Many people flock to California, New York, and other hot markets, not realizing what it really takes to run a property from out of state. My advice is to take stock of what you know about that market and who you know in that market. If you can really trust someone or frequently (once a month at a minimum) visit the market, take the risk. If not, don’t do it.
I didn’t even talk about dealing with local contractors while out of state. That is a nightmare if you are local, so I can only assume it would be a small slice of hell if you are out of state. There are too many real estate opportunities out there for small to medium size investors to veer more than a few hours from their permanent homes. Bottom line: Don’t chase success out of state when you could probably find it right in your backyard.
JeffX says:
You’re coming to my neck of the woods Michael…Let me know if I can help you find your way around…
Im a native W.NY’er, and have lived in Greensboro for 8 years now, boy has it grown!

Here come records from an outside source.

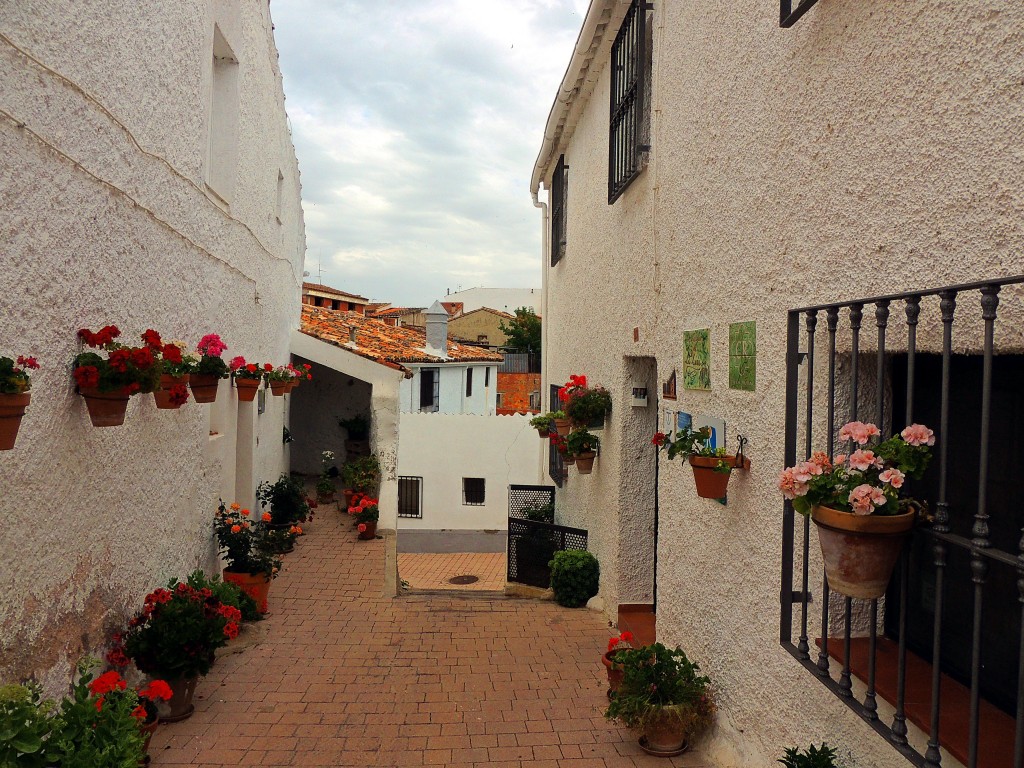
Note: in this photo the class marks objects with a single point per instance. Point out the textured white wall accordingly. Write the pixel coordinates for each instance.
(103, 111)
(863, 152)
(442, 449)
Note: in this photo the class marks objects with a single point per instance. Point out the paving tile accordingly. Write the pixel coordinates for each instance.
(344, 676)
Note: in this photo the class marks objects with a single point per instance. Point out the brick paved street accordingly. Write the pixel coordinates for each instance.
(347, 677)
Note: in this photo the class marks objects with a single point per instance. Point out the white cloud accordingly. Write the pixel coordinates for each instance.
(417, 124)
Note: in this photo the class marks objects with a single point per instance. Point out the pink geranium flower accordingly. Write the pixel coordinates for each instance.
(919, 434)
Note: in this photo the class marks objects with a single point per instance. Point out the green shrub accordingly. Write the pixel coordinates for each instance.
(574, 576)
(823, 757)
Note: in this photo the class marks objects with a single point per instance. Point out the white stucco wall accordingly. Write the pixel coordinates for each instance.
(107, 219)
(788, 168)
(442, 449)
(452, 392)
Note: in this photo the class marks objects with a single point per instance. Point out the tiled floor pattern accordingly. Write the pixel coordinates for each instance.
(346, 677)
(433, 571)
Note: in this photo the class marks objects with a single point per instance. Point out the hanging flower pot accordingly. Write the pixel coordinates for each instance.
(585, 462)
(173, 392)
(204, 387)
(257, 586)
(11, 410)
(712, 480)
(105, 409)
(860, 551)
(247, 388)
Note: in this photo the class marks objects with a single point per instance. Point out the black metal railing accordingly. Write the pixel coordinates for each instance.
(531, 545)
(975, 527)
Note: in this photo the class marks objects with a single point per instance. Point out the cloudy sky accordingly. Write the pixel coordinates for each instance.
(417, 124)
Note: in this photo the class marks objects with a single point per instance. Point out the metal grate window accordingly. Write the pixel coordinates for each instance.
(559, 189)
(629, 116)
(472, 491)
(952, 615)
(411, 497)
(790, 11)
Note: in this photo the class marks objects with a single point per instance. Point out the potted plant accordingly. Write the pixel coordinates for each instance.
(544, 423)
(248, 377)
(211, 368)
(856, 503)
(107, 383)
(584, 406)
(812, 758)
(286, 500)
(175, 371)
(247, 548)
(366, 512)
(361, 474)
(26, 722)
(583, 446)
(14, 396)
(357, 428)
(712, 467)
(664, 695)
(612, 667)
(175, 637)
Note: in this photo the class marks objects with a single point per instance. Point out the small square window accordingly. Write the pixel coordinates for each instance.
(472, 491)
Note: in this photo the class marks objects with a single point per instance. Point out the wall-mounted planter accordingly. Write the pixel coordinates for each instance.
(105, 409)
(11, 410)
(204, 387)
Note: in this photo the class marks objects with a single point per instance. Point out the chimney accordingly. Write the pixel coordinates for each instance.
(436, 330)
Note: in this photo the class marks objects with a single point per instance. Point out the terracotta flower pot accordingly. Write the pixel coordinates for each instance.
(179, 706)
(248, 388)
(860, 551)
(615, 673)
(105, 409)
(163, 395)
(204, 387)
(11, 410)
(257, 586)
(711, 483)
(585, 462)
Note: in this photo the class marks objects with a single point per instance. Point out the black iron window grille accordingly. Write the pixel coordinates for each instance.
(559, 189)
(952, 614)
(629, 128)
(790, 11)
(411, 497)
(472, 491)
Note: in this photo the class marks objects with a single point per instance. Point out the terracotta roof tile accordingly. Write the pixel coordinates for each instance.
(380, 342)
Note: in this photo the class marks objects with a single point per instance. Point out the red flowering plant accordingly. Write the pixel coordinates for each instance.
(246, 541)
(176, 632)
(14, 374)
(242, 370)
(125, 369)
(210, 349)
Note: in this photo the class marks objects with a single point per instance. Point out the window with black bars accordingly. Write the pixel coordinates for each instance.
(950, 626)
(472, 491)
(628, 114)
(559, 189)
(411, 497)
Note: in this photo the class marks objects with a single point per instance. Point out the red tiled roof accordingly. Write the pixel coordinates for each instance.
(380, 342)
(332, 291)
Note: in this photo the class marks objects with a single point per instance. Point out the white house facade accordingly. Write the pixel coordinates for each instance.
(766, 192)
(148, 181)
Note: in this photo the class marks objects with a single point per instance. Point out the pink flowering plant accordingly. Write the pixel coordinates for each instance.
(866, 481)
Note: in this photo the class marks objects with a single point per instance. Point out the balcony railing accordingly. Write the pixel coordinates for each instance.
(954, 601)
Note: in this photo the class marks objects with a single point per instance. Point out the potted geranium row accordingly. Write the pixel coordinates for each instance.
(712, 467)
(14, 396)
(856, 504)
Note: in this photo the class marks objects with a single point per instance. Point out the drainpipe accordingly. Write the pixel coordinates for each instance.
(545, 230)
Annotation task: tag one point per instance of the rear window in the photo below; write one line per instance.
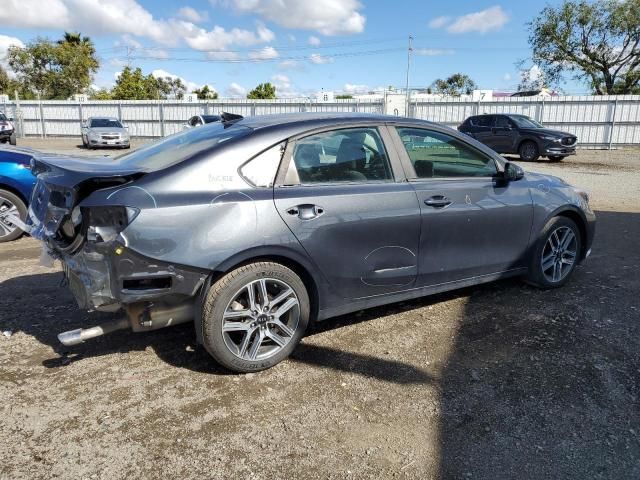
(105, 123)
(179, 147)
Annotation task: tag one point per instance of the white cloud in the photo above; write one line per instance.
(491, 19)
(98, 17)
(267, 53)
(320, 59)
(433, 52)
(191, 86)
(5, 43)
(235, 90)
(439, 22)
(289, 65)
(328, 17)
(354, 88)
(193, 15)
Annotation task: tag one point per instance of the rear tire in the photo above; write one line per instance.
(246, 332)
(11, 202)
(528, 151)
(556, 254)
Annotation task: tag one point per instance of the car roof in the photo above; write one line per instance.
(320, 119)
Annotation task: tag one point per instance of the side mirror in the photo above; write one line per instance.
(512, 172)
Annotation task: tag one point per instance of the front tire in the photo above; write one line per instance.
(10, 204)
(254, 316)
(556, 254)
(528, 151)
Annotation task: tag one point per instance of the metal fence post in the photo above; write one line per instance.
(80, 114)
(161, 113)
(43, 131)
(613, 122)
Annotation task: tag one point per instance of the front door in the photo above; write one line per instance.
(340, 199)
(472, 224)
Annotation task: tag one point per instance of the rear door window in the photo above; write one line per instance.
(345, 155)
(438, 155)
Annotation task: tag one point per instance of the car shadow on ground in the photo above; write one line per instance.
(41, 307)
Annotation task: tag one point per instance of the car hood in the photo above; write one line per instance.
(100, 130)
(546, 131)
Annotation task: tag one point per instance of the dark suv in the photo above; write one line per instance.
(510, 133)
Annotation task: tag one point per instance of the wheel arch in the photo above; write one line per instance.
(15, 191)
(307, 272)
(574, 214)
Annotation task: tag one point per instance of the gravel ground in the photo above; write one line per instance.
(498, 381)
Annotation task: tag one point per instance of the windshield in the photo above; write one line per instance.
(105, 122)
(525, 122)
(180, 146)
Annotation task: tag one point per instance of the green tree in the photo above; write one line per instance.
(205, 93)
(597, 42)
(263, 91)
(101, 94)
(455, 85)
(134, 85)
(55, 70)
(173, 87)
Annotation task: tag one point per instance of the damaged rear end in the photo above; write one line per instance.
(71, 215)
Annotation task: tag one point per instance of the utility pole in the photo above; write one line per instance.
(408, 96)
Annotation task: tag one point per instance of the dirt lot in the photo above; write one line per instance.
(498, 381)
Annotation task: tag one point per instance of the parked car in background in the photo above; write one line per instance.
(253, 228)
(16, 184)
(7, 130)
(105, 132)
(198, 120)
(521, 135)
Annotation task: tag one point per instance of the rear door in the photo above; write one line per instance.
(504, 135)
(483, 129)
(472, 224)
(342, 194)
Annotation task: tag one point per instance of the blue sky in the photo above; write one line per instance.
(301, 46)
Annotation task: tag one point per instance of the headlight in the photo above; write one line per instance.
(550, 139)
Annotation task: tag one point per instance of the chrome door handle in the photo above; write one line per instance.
(306, 211)
(437, 201)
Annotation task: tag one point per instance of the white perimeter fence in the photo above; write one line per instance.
(597, 121)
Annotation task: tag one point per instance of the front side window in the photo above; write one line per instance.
(346, 155)
(105, 123)
(437, 155)
(503, 122)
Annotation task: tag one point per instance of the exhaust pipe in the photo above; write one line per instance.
(140, 318)
(79, 335)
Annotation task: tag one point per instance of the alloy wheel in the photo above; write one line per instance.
(559, 254)
(261, 319)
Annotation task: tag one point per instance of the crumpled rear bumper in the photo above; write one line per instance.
(105, 277)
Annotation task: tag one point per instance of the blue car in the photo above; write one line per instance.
(16, 183)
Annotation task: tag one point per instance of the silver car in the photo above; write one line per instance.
(104, 132)
(254, 228)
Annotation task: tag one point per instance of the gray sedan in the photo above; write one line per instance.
(254, 228)
(104, 132)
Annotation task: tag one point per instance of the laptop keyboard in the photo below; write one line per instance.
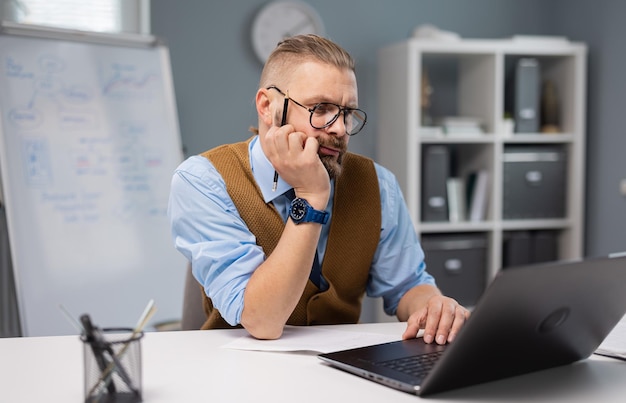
(417, 366)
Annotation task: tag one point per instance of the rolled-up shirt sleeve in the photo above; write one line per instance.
(208, 230)
(398, 263)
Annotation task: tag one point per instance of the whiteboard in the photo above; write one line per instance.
(89, 142)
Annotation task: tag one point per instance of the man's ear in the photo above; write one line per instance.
(263, 107)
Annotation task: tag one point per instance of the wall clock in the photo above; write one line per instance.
(278, 20)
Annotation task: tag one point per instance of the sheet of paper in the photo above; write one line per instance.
(308, 338)
(615, 343)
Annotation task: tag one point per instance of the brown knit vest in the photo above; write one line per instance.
(353, 236)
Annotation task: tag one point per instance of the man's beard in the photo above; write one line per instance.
(333, 167)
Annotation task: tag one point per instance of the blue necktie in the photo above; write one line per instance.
(316, 270)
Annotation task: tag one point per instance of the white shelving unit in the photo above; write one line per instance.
(477, 71)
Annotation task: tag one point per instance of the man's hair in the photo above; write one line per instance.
(295, 50)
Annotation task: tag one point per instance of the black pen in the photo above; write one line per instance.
(96, 347)
(282, 123)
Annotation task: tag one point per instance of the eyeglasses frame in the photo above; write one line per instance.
(343, 109)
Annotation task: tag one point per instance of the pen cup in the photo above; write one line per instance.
(112, 366)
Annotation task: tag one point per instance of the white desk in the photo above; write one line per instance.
(191, 366)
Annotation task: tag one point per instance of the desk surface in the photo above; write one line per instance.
(192, 366)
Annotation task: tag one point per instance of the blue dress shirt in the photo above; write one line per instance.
(208, 230)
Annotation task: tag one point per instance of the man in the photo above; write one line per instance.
(265, 261)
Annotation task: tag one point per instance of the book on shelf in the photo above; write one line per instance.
(460, 125)
(477, 195)
(456, 199)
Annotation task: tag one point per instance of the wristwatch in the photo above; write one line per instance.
(301, 211)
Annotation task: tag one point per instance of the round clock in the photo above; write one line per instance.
(278, 20)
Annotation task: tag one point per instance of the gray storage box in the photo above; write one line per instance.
(534, 182)
(458, 264)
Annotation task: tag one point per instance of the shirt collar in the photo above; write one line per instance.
(263, 172)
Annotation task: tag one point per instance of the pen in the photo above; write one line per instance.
(96, 347)
(282, 123)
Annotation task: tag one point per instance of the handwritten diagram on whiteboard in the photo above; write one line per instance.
(89, 144)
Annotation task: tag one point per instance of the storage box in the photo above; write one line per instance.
(534, 182)
(520, 248)
(458, 263)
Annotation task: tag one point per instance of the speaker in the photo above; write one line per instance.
(527, 95)
(435, 172)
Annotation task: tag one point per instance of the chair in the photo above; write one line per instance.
(193, 310)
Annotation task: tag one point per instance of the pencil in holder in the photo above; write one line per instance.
(112, 366)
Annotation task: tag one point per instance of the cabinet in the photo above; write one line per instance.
(475, 79)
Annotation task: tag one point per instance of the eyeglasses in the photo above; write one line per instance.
(324, 114)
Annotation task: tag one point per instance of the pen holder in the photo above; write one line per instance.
(112, 366)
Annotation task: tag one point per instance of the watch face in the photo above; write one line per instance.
(298, 209)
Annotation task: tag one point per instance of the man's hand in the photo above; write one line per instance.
(441, 318)
(294, 156)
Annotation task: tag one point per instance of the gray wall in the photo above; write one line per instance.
(216, 73)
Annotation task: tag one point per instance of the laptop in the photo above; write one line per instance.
(529, 318)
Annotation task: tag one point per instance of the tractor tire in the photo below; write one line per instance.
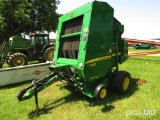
(48, 54)
(121, 82)
(100, 92)
(17, 59)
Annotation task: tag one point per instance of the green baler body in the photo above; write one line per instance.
(86, 40)
(88, 47)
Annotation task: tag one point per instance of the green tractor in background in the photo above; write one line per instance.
(19, 51)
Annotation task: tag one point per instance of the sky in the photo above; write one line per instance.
(141, 18)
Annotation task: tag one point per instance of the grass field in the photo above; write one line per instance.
(60, 102)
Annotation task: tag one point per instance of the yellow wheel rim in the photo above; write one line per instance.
(50, 55)
(103, 93)
(125, 83)
(18, 61)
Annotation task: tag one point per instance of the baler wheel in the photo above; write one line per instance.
(17, 59)
(100, 92)
(48, 54)
(121, 82)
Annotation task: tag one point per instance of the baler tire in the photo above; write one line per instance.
(48, 54)
(100, 92)
(121, 82)
(17, 59)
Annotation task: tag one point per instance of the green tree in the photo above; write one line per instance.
(26, 16)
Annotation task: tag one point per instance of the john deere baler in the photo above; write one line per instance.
(88, 50)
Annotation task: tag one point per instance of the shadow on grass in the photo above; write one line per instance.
(78, 96)
(15, 85)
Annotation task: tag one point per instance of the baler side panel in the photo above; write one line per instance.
(98, 55)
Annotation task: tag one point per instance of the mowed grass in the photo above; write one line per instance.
(61, 102)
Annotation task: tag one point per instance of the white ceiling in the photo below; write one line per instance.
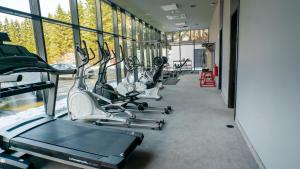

Real estate is still ‘cheap’ here, one’s $ goes alot further, thats for sure….
Are you buying residential or commercial?
January 23, 2007 — 10:12 am
Jeff Brown says:
Michael – Welcome to the dog pound!
I wouldn’t disagree with your thoughts on out-of-state investing. This is why smart investors hire experienced RE investment brokers to guide them — especially when venturing to another state.
Since my local market is San Diego, my locally based clients have been heading out of state since late ’03. It was that or sit and stagnate. We’ve taken them to two different states so far, with outstanding results in both.
The SD investors who have decided to sit and ‘wait out’ the local market are now down several hundred thousand dollars in lost growth alone.
Staying local vs venturing out is indeed preferrable when possible, for many reasons. And the risk of poor performance is increased just as you say. However, that risk is tamed significantly if you have a pro leading the way. If the network of contacts are established ahead of time by your advisor, going to another state need not be a negative experience.
Great post Michael. You’ve no doubt saved a lot of money for a lot of investors.